Implication. The topography of the resulting lots is irrelevant when determining whether a lot line adjustment constitutes a subdivision under the statute. The only appropriate inquiry is whether a lot has been divided into three or more lots.
What is a “minor” lot line revision?
The Court seized the opportunity to clarify the holding of another important ruling on subdivisions on which the parties relied in their arguments. The plaintiff argued that Goodridge v. Zoning Board of Appeals (2000) supports its conclusion that the proposed lot line revision was a subdivision. In Goodridge, the Connecticut Appellate Court held that a minor lot line adjustment between two existing lots does not constitute a subdivision under the statute, and thus does not require municipal approval. The plaintiff argued that both of the following requirements must be met for a lot line adjustment to not constitute a subdivision: First, the adjustment must be minor. Second, no new lot is created. The Court disagreed with this reading of Goodridge, holding that nothing in the statute depends on the degree of the adjustment at all. Indeed, Goodridge did not address a line adjustment or the size of the adjustment. Instead, it considered the division of a lot under the plain reading of the statute that defines “subdivision.” However, in a footnote, the Court states, “Although §8-18 does not address the degree of the lot line adjustment, it is undisputed that, even if a lot line revision does not constitute a subdivision, the resultant lots still must meet minimum lot area requirements.” In this case, it was not disputed that the lots met the minimum requirements under the old town regulations.
Implication. Whether a lot line adjustment is a subdivision does not depend on the degree of the adjustment. Just because a lot line adjustment is something more than “minor” does not automatically qualify it as a subdivision and does not make it subject to municipal subdivision regulations. To be clear, the statute considers only whether a tract of land is divided into three or more parts. However, even if your proposed lots do not meet the definition of a subdivision, you must still meet minimum lot area requirements in effect at the time that the lots were created.
What this means for you
The Court reminds us that the definition of a subdivision is unambiguous. To meet the definition, a single parcel or lot must be divided into three or more parts regardless of topography or degree. If a proposal does not create three or more new parcels, then it is not a “subdivision” under Section 8-18, requiring municipal approval. This ruling will hopefully avoid unnecessary applications to municipal planning departments and land use appeals.

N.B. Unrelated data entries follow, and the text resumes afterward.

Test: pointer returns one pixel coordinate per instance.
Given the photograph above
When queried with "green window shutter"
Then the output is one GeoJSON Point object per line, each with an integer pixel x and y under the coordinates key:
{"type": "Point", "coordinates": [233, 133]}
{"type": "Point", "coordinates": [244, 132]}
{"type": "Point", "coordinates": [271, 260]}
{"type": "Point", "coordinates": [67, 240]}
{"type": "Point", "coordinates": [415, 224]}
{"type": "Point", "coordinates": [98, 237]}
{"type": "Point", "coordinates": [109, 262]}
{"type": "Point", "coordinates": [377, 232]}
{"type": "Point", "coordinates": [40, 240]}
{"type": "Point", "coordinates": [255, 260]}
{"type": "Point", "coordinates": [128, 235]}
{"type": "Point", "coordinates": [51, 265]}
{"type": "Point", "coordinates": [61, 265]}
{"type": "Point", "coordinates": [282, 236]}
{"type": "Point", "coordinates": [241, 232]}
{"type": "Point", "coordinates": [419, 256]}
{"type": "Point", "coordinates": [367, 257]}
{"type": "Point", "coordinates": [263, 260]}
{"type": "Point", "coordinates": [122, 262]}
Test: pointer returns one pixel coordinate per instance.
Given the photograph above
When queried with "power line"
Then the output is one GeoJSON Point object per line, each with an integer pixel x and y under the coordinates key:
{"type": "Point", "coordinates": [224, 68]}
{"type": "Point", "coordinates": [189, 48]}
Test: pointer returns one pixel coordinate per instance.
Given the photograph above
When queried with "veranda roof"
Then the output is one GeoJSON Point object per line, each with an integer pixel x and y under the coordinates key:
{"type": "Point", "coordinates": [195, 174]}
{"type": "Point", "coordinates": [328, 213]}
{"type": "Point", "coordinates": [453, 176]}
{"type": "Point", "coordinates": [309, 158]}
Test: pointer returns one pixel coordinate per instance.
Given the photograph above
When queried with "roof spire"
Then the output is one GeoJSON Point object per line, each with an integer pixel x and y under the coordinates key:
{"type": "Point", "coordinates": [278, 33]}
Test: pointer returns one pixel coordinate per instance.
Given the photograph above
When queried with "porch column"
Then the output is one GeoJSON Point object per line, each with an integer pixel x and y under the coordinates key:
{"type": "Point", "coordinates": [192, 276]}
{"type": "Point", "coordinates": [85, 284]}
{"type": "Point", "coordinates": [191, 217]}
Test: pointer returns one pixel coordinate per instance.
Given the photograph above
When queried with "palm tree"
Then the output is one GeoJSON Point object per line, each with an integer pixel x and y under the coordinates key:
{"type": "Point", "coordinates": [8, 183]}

Subdividing property and lot line adjustments are excellent ways for developers and individual residential property owners to create real estate opportunities. If you are interested in exploring these options, start the analysis with the last subdivision of record and the bulk area requirements and subdivision regulations at the time of creation. For property owners and planners alike, the most significant implication of Cady is that the degree of the adjustment does not matter. Just because the resulting lots are a drastically different configuration does not mean that the adjustment requires subdivision review.